In this country, we've had an implicit cost-benefit analysis in the backs of our minds for many decades that the movement of other people's money, tax-evading money in particular, is on balance OK. I'm all for the legal movement of capital, but illegal movement is damaging to corporate interests, to our society, and, of course, to the countries of origin — because it's illegal money, it's almost never repatriated.
What evidence do you have for your observations?
In the course of investigating the mispricing of trade as a means of moving tax-evading money across borders, I conducted a highly structured research project involving 550 business owners and managers in 12 countries. Later, when I came to the Brookings Institution, I traveled to 23 countries and talked with bankers, economists, lawyers, sociologists, and law-enforcement personnel about criminal, corrupt, and commercially tax-evading flows. U.S. and international agencies, such as the World Bank and the United Nations, are also important sources of information on these matters, as are a number of private and nonprofit organizations.
What are some solutions that you would recommend?

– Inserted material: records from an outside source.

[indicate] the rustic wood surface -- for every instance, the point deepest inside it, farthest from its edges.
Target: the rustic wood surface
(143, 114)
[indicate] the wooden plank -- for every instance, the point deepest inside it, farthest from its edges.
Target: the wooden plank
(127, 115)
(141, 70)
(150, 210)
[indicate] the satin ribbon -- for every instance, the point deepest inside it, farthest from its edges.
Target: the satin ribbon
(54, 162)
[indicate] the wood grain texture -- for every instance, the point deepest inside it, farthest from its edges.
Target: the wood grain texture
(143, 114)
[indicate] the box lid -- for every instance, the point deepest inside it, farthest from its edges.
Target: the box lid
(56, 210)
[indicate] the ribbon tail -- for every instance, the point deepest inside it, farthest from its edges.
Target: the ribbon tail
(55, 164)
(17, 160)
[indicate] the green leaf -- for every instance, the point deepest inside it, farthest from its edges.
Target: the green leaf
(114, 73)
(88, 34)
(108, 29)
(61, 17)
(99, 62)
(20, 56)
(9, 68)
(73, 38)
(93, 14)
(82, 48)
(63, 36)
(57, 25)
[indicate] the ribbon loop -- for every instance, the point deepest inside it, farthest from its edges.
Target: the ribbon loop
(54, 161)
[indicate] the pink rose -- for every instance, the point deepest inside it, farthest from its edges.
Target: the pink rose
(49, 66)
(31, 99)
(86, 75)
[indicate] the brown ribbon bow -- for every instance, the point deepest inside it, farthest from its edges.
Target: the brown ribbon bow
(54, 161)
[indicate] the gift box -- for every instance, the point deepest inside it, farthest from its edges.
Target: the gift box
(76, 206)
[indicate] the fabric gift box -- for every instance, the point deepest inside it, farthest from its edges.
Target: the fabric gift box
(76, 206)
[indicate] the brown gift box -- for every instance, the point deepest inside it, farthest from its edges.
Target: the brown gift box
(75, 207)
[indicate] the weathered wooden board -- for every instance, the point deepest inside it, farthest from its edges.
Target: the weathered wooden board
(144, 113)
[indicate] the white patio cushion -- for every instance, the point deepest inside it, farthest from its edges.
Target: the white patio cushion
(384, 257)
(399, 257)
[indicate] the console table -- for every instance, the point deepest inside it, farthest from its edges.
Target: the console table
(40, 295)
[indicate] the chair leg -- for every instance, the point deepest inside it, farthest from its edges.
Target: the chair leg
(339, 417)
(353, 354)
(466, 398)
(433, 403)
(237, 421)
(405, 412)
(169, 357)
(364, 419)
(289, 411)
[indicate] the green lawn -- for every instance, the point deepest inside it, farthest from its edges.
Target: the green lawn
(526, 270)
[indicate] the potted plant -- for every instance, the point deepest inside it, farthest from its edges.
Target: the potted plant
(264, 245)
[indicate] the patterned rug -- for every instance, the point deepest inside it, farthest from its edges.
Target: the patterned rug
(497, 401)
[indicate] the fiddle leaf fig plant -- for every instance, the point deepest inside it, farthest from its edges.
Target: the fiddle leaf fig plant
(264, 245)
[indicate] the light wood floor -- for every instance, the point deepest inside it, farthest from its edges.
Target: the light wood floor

In 1977, the United States passed the Foreign Corrupt Practices Act (FCPA), which made it illegal to bribe a foreign government official. Two decades later, the Europeans passed similar laws. I'd like to see that same approach and unity in combating money laundering.
Western governments should urge their multinational corporations to stop the practice of over- and underpricing invoices, a commonplace procedure that fosters illegal flight capital. They should agree on mechanisms — some could be as simple as signed documents attesting to the legitimacy of transaction prices and bank deposits — that carry stiff penalties if violated.
What are the attitudes overseas about U.S. enforcement efforts?
The perception is widespread in developing and transitional economies that the West, including the United States, is not serious about reducing its accumulation of the proceeds of corruption — it's too profitable. For all its virtues, the FCPA is a case in point: It prohibits companies from bribing foreign officials but doesn't deter private banks from wooing potential depositors who have dubious fortunes to invest.
What would be the result of tougher, effectively enforced money-laundering laws?
For one thing, the flow of illegal drugs into this country would be significantly curtailed. At first, drug profits might simply be laundered elsewhere. Good! American banks and companies shouldn't be facilitating that business. Let's see that money go elsewhere and then work with those countries to clean up their act.
Most executives probably believe these problems don't affect them or their companies. Are they right? Assisting in the movement of tax-evading money is subtle and can manifest itself in many ways; it probably goes on in most big Western corporations, perhaps unwittingly. Corporate facilitation of tax evasion out of foreign countries has largely been overlooked by regulatory authorities, but the climate is changing. So executives could become liable to accusations of wire or mail fraud. Furthermore, the reputation of one's company can become severely compromised, as we have seen recently with several banks that repeatedly accepted huge deposits from corrupt government officials and organized crime elements.
What is the global impact of money laundering and illegal flight capital?
To cite just one example, nearly 40 percent of Africa's aggregate wealth has been transferred to foreign bank accounts, according to the World Bank. In Africa and elsewhere, the movement of corrupt and tax-evading money drains hard currency reserves, reduces government revenues, deters investment, hurts competitiveness, solidifies the permanence of poverty, props up tyrants, and undermines political stability and economic progress. As the world's largest repository of this kind of money, the United States erodes its own strategic objectives — and its moral stature — in countries around the globe.